Questo CD è davvero bellissimo, direi fondamentale se amate il genere gospel. Particolarmente riuscite, per quanto difficile risulti una selezione, sono le veloci Take Your Shoes Off Moses (Tyminski, lead), Traveling The Highway Home (Thacker, lead), My Lord’s Going To Set Me Free (al lead Junior Sisk, nei cori il quartetto è completato da Don Rigsbv, tenor, Dan Tyminski, baritono e Dale Perry, basso… e che basso!), la nota Paul And Silas (Ronnie Bowman, lead), Will He Wait A Little Longer (James King, lead), l Am The Man Thomas (Scottie Sparks, lead). E qui mi rendo conto di non aver compiuto alcuna selezione, le ho semplicemente elencate tutte!
Tutte le canzoni up-tempo hanno il diritto di essere menzionate, tutte, dico tutte, sono bellissime. Ma per evitare di essere accomunato a coloro che sostengono che la bellezza del bluegrass sta principalmente nei pezzi veloci, vi confido che il mio brano preferito dell’album è la toccante Harbor 0f Love, l’unico 3/4 presente. Sarà per la presenza di Charlie Sizemore, l’incredibile basso di Dale Perry (non credo ve ne siano di migliori in circolazione) o il bel cross-picking d’apertura di James Alan Shelton, fatto è che Harbor Of Love riesce a sollevarmi da terra (e visto il peso…). Mi rendo conto che i due dischi debbano ‘viaggiare’ insieme, eppure tra il primo tributo agli Stanley Brothers e questo, forse consiglierei Songs About Our Savior. Mentre…
Artisti Vari – Living On The Hallelujah Side – A Gospel Instrumental Collection (DS CD 3002)

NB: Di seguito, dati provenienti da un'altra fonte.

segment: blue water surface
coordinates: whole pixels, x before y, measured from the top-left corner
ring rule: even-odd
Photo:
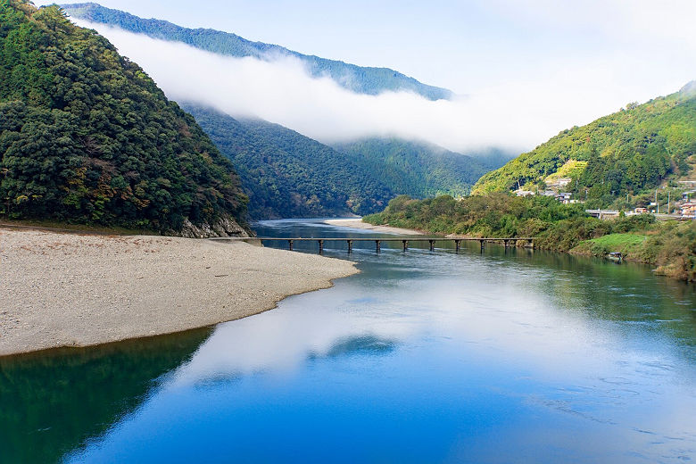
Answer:
[[[369,233],[309,220],[257,230]],[[494,245],[356,246],[360,274],[219,325],[61,460],[696,459],[692,286],[642,266]],[[344,244],[326,247],[347,257]]]

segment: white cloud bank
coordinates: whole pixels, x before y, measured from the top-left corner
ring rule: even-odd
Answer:
[[[405,92],[365,95],[328,78],[312,79],[295,59],[227,57],[103,24],[76,22],[109,38],[175,101],[259,117],[324,143],[398,136],[455,151],[486,146],[521,151],[634,99],[626,87],[619,95],[617,86],[583,85],[597,73],[611,81],[607,72],[611,66],[602,63],[585,65],[582,72],[540,70],[539,79],[531,82],[479,89],[456,101],[432,102]]]

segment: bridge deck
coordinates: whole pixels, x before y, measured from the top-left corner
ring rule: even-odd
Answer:
[[[454,242],[455,249],[457,253],[460,252],[460,247],[461,245],[461,242],[480,242],[481,244],[481,251],[484,250],[484,244],[486,242],[493,242],[493,243],[500,243],[502,242],[505,244],[505,248],[508,248],[510,244],[510,243],[517,243],[519,241],[524,241],[529,244],[532,247],[534,247],[534,237],[522,237],[522,236],[510,236],[510,237],[461,237],[461,238],[452,238],[452,237],[446,237],[446,236],[430,236],[430,237],[424,237],[419,236],[387,236],[387,237],[379,237],[379,236],[373,236],[373,237],[351,237],[351,236],[343,236],[343,237],[336,237],[336,236],[327,236],[327,237],[302,237],[302,236],[297,236],[297,237],[278,237],[278,236],[251,236],[251,237],[244,237],[244,236],[233,236],[233,237],[215,237],[211,238],[211,240],[242,240],[242,241],[248,241],[248,240],[258,240],[261,244],[263,244],[264,241],[268,242],[287,242],[287,247],[289,250],[292,251],[293,244],[294,242],[317,242],[319,244],[319,253],[321,253],[324,252],[324,242],[346,242],[348,244],[348,253],[352,253],[352,243],[353,242],[375,242],[375,247],[377,253],[380,252],[382,242],[401,242],[403,251],[405,252],[409,248],[409,243],[410,242],[427,242],[430,244],[430,251],[435,250],[435,242]]]

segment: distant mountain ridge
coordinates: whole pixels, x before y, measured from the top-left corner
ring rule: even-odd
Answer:
[[[428,100],[451,99],[446,88],[428,86],[388,68],[357,66],[288,50],[280,46],[253,42],[228,32],[211,29],[187,29],[171,22],[139,18],[128,12],[104,7],[95,3],[61,5],[74,18],[116,26],[124,30],[145,34],[153,38],[178,41],[209,52],[236,57],[252,56],[269,60],[275,56],[292,56],[301,60],[313,77],[328,76],[338,85],[352,92],[378,95],[386,91],[408,91]]]
[[[534,150],[483,176],[476,194],[546,187],[566,178],[567,190],[602,198],[638,194],[696,166],[696,81],[681,90],[590,124],[563,130]],[[568,182],[569,180],[569,182]]]
[[[438,195],[468,195],[478,178],[511,156],[492,150],[472,157],[427,142],[400,138],[367,138],[335,144],[397,195],[427,198]]]
[[[368,214],[394,196],[364,163],[262,120],[237,120],[181,105],[231,162],[249,195],[252,219]]]

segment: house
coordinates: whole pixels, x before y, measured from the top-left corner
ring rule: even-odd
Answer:
[[[685,203],[682,204],[682,218],[696,217],[696,203]]]
[[[611,210],[585,210],[584,212],[592,218],[599,218],[601,220],[618,217],[618,211]]]
[[[682,193],[682,200],[684,202],[691,200],[692,196],[696,196],[696,190],[689,190],[688,192]]]
[[[568,204],[570,203],[570,197],[573,196],[573,194],[568,192],[562,192],[560,194],[558,194],[556,196],[556,200],[562,203],[563,204]]]
[[[559,178],[547,182],[546,185],[551,188],[559,189],[560,187],[566,186],[567,185],[570,184],[571,180],[573,179],[570,178]]]
[[[523,190],[522,188],[518,188],[515,190],[515,195],[518,196],[534,196],[534,193],[531,190]]]

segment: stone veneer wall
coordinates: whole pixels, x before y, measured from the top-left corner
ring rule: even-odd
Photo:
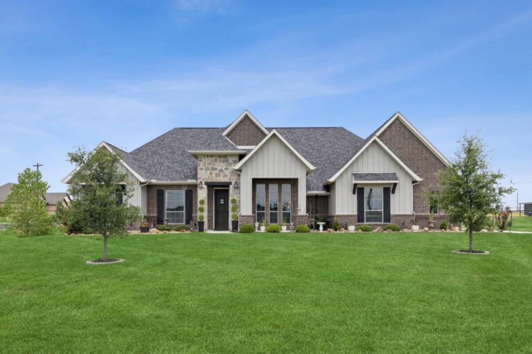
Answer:
[[[207,230],[213,228],[213,194],[209,191],[213,188],[204,185],[206,182],[231,182],[229,187],[229,199],[237,200],[237,207],[240,211],[240,190],[234,187],[235,182],[240,184],[240,176],[233,169],[238,163],[238,155],[200,155],[197,156],[197,182],[203,182],[203,188],[197,189],[197,200],[205,200],[205,225]],[[197,206],[197,203],[196,203]],[[211,212],[209,212],[209,209]],[[195,208],[197,212],[197,207]],[[232,214],[229,209],[229,217]],[[231,225],[231,223],[229,223]]]
[[[233,130],[227,134],[229,139],[237,146],[255,146],[258,145],[266,134],[257,127],[249,117],[245,117]]]

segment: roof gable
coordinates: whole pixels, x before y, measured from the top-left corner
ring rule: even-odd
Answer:
[[[248,119],[253,122],[260,131],[264,133],[265,136],[268,135],[267,129],[266,129],[266,128],[265,128],[264,126],[263,126],[263,124],[261,124],[260,122],[247,110],[244,111],[242,114],[240,114],[238,118],[237,118],[236,120],[235,120],[235,121],[225,129],[222,133],[222,135],[224,136],[227,136],[241,122],[242,122],[242,120],[245,119]]]
[[[353,163],[353,162],[354,162],[354,161],[355,161],[355,160],[357,158],[358,158],[358,157],[359,157],[359,156],[360,156],[362,154],[362,153],[363,153],[363,152],[364,152],[364,151],[365,151],[365,150],[366,150],[366,149],[368,148],[368,147],[369,147],[370,145],[371,145],[371,144],[373,144],[373,142],[375,142],[375,143],[376,143],[376,144],[378,144],[379,145],[380,145],[380,147],[382,147],[382,149],[384,149],[384,151],[386,151],[386,152],[387,152],[387,153],[388,153],[388,154],[389,154],[389,156],[391,156],[391,158],[392,158],[393,160],[396,160],[396,162],[397,162],[397,163],[398,163],[398,164],[399,164],[399,165],[400,165],[400,166],[401,166],[401,167],[402,167],[402,168],[405,169],[405,171],[406,171],[408,173],[408,174],[409,174],[409,175],[410,175],[410,176],[412,177],[412,179],[414,179],[414,180],[416,180],[416,181],[418,181],[418,182],[419,182],[419,181],[420,181],[420,180],[423,180],[423,178],[420,178],[419,176],[418,176],[417,174],[416,174],[416,173],[415,173],[414,171],[412,171],[411,169],[410,169],[408,167],[408,166],[407,166],[406,165],[405,165],[405,162],[403,162],[402,161],[401,161],[401,160],[400,160],[399,158],[398,158],[398,157],[396,156],[396,154],[395,154],[395,153],[393,153],[391,151],[391,150],[390,150],[390,149],[388,148],[388,147],[387,147],[387,146],[384,145],[384,142],[382,142],[382,141],[380,141],[380,139],[379,139],[379,138],[377,137],[377,136],[373,136],[372,138],[371,138],[370,139],[369,139],[369,140],[366,140],[366,143],[365,143],[365,144],[364,144],[364,145],[363,145],[363,146],[362,146],[362,147],[360,148],[360,150],[359,150],[359,151],[357,151],[357,153],[355,154],[355,156],[353,156],[353,158],[351,158],[351,160],[349,160],[349,161],[348,161],[348,162],[347,162],[347,163],[346,163],[346,164],[344,165],[344,167],[342,167],[342,168],[341,168],[341,169],[339,169],[339,171],[337,171],[336,174],[335,174],[335,175],[334,175],[332,177],[331,177],[330,178],[329,178],[329,180],[328,180],[328,182],[329,182],[330,183],[332,183],[332,182],[335,182],[335,181],[337,180],[337,178],[338,178],[338,177],[339,177],[339,176],[340,176],[340,175],[341,175],[342,173],[344,173],[344,171],[345,171],[345,170],[346,170],[346,169],[347,169],[347,168],[348,168],[348,167],[349,167],[349,166],[350,166],[350,165],[351,165],[351,164],[352,164],[352,163]]]
[[[449,166],[449,160],[434,147],[423,135],[405,118],[400,112],[396,113],[390,119],[380,126],[371,136],[380,136],[396,120],[400,121],[425,147],[434,153],[445,166]]]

Lo lascerei da parte, perché non credo possa soddisfare le aspettative degli appassionati italiani del genere bluegrass. Si tratta di una raccolta di strumentali volutamente suonati rispettando fedelmente la linea melodica degli inni proposti. E fin qui poco male, anzi. Il punto è che i (soliti) musicisti, ripeto ‘volutamente’, da queste linee melodiche non si scostano di un centimetro. Da un disco del genere nessuno si attende hot-licks, chiaro, ma giusto qualche variante, un pizzico di originalità, di arrangiamento… Macché. Tutto molto ovvio: il disco è registrato da musicisti del Sud per la gente del Sud che, particolarmente negli ultimi decenni, ha diffusamente riscoperto la fede e la applica nel quotidiano in maniera fondamentalista.
Questa è l’unica possibile spiegazione alla generalizzata tendenza del musicisti dl ringraziare il Signore, attraverso le note di copertina dei loro dischi, per il talento che gli ha donato e cose di questo tipo. La musica di questo disco altro non è che una base sonora adatta a chi, oltre a cantarli alla domenica mattina nella vicina chiesa, ama eseguire gli inni religiosi all’interno delle proprie mura domestiche. Ecco cosa intendo quando affermo che Living On The Hallelujah Side – A Gospel Instrumental Collection non è un prodotto adatto al pubblico italiano: tradizioni, cultura, e probabilmente un rapporto diverso con la fede (chi l’ha) non ci permettono di apprezzare musica registrata con scopi di questo tipo. Andiamo avanti.
Unlimited Tradition – She’s Gone (DS CD 4001)
E’ un nome relativamente nuovo. La formazione è nata nel 1993 nel Kentucky, il fondatore della band è Ray Craft, chitarrista e cantante, già con Dale Evans, Emma Smith e i giovani Redwing. Gli altri componenti sono John Lewis, banjo, in passato al servizio dei buoni Lost & Found, Gary Brewer & The Kentucky Ramblers e della Timmy Cline Band. A quattordici anni formò una band con gli amici Don Rigsby e John Whitley, nipote del famoso Keith. Shayne Bartley è mandolinista e anche lui, come John Lewis, è stato membro dei Lost & Found, Kentucky Ramblers oltre che della Charlie Sizemore Band. Scottie Sparks, altro chitarrista e cantante, lo si può ascoltare nell’omonimo CD della Doobie Shea Records, è vecchio amico degli altri componenti avendo anch’egli fatto parte del Redwing e del gruppo di Dale Evans. Infine, Jason Hale al contrabbasso, il più giovane, soltanto diciotto anni.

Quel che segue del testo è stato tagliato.